Orologio della stazione centrale di Pyongyang (Afp)

Dopo un lungo periodo di tregua, caratterizzato da dichiarazioni concilianti e incontri al vertice, riesplode la tensione tra Corea del Nord e Stati Uniti. Il regime comunista di Pyongyang ha infatti accusato ieri Washington di ostacolare il dialogo e la distensione al 38° parallelo.
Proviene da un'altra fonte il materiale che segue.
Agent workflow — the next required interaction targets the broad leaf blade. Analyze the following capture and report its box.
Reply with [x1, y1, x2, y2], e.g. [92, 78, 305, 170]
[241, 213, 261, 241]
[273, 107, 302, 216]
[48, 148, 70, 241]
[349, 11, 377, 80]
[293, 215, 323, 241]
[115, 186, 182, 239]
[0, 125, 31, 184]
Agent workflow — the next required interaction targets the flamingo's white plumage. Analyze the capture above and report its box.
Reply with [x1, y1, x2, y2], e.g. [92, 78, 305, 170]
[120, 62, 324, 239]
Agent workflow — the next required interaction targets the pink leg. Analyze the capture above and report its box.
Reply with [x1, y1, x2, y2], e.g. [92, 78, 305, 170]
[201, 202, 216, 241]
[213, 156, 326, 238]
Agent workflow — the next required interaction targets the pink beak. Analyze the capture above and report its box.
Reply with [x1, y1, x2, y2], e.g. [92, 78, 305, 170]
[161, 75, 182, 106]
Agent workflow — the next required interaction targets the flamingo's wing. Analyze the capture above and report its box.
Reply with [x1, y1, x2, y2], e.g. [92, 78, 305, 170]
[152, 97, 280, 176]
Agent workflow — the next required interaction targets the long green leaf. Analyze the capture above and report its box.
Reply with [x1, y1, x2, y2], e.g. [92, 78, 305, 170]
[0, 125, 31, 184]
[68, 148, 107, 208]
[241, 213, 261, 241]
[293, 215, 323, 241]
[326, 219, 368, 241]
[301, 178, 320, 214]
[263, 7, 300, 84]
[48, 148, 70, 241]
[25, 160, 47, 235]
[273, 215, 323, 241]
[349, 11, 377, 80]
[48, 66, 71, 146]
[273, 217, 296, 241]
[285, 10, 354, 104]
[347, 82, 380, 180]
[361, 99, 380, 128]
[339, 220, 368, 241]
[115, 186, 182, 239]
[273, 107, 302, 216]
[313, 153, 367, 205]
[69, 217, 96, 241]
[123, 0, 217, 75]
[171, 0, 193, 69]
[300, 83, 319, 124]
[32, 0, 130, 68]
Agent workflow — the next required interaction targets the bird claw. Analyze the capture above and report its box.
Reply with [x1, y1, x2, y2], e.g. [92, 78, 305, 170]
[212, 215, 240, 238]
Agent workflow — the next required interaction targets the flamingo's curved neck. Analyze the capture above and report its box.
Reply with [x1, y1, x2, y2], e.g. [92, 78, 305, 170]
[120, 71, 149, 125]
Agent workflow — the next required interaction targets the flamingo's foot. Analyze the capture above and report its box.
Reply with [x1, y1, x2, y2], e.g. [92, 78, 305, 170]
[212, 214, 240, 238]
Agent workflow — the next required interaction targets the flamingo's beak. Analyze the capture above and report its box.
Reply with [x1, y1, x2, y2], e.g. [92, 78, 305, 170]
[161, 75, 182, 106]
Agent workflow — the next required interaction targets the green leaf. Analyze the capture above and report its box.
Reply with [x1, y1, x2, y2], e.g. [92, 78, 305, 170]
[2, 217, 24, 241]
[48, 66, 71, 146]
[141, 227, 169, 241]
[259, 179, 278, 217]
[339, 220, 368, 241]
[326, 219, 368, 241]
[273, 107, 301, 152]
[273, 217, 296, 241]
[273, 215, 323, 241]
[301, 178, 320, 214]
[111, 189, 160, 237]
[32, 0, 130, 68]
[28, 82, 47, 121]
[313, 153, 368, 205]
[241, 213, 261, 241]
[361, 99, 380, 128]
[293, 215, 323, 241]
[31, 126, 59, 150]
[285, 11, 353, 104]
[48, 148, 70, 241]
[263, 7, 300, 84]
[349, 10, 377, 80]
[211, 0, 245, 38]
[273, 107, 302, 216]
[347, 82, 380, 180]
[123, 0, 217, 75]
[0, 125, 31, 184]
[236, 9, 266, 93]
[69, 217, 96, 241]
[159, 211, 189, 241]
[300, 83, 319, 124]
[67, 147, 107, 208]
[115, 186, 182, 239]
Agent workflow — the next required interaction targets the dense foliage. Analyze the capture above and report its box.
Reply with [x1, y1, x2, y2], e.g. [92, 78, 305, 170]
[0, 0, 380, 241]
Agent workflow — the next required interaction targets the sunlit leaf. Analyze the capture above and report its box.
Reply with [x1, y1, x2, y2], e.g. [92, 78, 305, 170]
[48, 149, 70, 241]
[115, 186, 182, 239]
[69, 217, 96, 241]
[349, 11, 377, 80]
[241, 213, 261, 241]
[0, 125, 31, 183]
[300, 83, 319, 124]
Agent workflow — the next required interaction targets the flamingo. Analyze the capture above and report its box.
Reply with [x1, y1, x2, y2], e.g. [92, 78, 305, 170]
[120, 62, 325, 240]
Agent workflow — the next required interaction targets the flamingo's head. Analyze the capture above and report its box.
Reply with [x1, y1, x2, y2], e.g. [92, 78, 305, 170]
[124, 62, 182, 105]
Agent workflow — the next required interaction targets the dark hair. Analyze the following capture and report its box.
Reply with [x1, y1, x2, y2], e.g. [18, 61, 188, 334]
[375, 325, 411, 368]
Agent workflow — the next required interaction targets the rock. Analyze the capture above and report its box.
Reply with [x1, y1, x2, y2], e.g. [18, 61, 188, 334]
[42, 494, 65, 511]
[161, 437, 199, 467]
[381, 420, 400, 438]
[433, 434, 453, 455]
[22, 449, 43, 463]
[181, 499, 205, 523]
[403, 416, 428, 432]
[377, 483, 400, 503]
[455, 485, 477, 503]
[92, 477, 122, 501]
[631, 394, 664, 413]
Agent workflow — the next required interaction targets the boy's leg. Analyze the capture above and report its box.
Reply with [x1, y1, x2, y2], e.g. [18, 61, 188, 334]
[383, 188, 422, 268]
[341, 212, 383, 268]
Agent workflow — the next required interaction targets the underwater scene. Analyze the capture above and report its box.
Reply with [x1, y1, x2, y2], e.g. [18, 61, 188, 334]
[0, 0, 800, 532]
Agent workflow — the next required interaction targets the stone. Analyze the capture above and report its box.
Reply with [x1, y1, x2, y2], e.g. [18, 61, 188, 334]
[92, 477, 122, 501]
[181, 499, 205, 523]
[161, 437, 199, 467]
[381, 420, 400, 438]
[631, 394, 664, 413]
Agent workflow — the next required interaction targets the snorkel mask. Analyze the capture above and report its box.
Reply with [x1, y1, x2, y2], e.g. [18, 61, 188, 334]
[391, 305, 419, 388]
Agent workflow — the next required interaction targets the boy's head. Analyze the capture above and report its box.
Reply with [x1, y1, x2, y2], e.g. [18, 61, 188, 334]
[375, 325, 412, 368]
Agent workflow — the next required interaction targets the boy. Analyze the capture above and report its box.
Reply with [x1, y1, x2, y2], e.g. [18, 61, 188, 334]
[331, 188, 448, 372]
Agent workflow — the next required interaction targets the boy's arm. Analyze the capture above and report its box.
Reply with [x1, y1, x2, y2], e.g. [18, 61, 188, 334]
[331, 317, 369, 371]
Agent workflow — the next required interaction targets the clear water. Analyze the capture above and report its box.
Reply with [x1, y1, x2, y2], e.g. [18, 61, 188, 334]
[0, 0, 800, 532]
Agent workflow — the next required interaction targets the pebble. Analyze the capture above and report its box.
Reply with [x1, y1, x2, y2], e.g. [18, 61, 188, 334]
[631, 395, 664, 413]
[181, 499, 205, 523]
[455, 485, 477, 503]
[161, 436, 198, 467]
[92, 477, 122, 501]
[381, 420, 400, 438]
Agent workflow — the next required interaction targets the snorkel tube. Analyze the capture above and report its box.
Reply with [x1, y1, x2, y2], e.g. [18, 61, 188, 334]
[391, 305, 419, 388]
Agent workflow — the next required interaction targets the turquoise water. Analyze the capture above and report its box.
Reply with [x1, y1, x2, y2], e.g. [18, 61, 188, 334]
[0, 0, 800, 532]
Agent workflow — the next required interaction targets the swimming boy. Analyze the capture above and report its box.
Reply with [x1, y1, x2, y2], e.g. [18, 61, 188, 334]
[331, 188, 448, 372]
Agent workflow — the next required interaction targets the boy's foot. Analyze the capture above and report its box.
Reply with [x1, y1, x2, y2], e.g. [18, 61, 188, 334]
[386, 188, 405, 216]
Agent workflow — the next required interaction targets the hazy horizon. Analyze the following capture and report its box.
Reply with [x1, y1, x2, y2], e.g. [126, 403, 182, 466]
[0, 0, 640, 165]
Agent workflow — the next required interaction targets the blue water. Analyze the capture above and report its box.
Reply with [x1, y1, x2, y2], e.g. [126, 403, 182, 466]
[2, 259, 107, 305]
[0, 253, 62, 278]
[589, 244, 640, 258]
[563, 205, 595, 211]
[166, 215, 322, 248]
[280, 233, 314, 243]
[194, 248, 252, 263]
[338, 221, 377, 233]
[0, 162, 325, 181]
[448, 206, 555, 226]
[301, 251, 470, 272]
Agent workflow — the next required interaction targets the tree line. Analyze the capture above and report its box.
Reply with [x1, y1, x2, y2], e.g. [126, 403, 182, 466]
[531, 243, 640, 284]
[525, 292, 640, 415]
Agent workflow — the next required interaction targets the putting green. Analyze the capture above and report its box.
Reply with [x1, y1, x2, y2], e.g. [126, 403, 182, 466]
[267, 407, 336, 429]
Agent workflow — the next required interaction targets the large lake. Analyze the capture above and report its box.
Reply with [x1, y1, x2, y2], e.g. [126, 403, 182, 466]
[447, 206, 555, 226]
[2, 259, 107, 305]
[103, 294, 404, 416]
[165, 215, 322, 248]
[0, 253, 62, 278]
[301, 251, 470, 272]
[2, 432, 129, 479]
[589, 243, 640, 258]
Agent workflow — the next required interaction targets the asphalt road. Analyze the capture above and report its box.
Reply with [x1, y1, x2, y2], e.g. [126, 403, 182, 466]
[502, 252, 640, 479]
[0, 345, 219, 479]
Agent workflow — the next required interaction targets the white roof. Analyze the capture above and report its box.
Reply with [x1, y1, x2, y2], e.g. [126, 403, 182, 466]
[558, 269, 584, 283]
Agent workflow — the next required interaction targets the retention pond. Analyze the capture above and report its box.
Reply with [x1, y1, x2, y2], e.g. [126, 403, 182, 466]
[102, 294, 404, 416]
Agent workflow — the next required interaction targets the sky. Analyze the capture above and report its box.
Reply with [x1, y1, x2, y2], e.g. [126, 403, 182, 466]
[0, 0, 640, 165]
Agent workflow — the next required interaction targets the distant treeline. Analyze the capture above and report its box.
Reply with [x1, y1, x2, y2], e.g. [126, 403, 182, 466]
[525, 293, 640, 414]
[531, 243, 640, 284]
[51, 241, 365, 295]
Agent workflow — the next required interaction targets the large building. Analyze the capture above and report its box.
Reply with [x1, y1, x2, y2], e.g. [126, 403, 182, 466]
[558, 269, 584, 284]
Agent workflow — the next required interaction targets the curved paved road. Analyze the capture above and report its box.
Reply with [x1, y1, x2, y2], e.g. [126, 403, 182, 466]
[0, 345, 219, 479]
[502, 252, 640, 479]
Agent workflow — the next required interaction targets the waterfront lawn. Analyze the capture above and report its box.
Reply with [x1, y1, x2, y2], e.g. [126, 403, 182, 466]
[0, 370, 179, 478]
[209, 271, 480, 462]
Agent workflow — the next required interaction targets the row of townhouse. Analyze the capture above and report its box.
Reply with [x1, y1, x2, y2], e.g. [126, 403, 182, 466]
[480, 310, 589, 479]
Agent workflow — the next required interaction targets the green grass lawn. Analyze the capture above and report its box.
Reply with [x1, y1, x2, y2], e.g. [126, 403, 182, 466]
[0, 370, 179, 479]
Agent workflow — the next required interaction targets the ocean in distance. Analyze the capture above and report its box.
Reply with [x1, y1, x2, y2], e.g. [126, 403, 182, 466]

Un portavoce del ministero degli esteri, citato dalla Kcna, l’agenzia di stampa statale nordcoreana, ha definito «fuorvianti» le recenti affermazioni di Washington, secondo cui la politica di sanzioni e massima pressione politica e militare sarebbero i fattori che ha condotto il regime di Pyongyang a sedere al tavolo dei negoziati. «Si tratta _ ha precisato il portavoce — di un pericoloso tentativo di rovinare la nascente distensione tra le due Coree e l’atmosfera di dialogo costruita con grandi sforzi», dopo l’incontro nei giorni scorsi tra i il leader nordcoreano, Kim Jong-un e il presidente sudcoreano, Moon Jae-in. «Washington sta ingannando l’opinione pubblica con dichiarazioni che descrivono il processo di denuclearizzazione alla penisola come conseguenza delle sanzioni economiche e della pressione su Pyongyang». Gli Stati Uniti — ha concluso il portavoce — «stanno deliberatamente provocando la Corea del Nord proprio mentre la situazione della penisola coreana sta andando verso la pace e la riconciliazione». Una pace che il popolo coreano attende da 55 anni. Nel corso del vertice tra Kim e Moon, avvenuto a Panmunjeom, il villaggio smilitarizzato al confine tra Corea del Nord e Corea del Sud, dove venne firmato l'armistizio del 1953 che pose fine alla guerra di Corea, Pyongyang ha accettato di avviare una denuclearizzazione della penisola e di arrivare a un trattato di pace che superi l’armistizio firmato nel 1953.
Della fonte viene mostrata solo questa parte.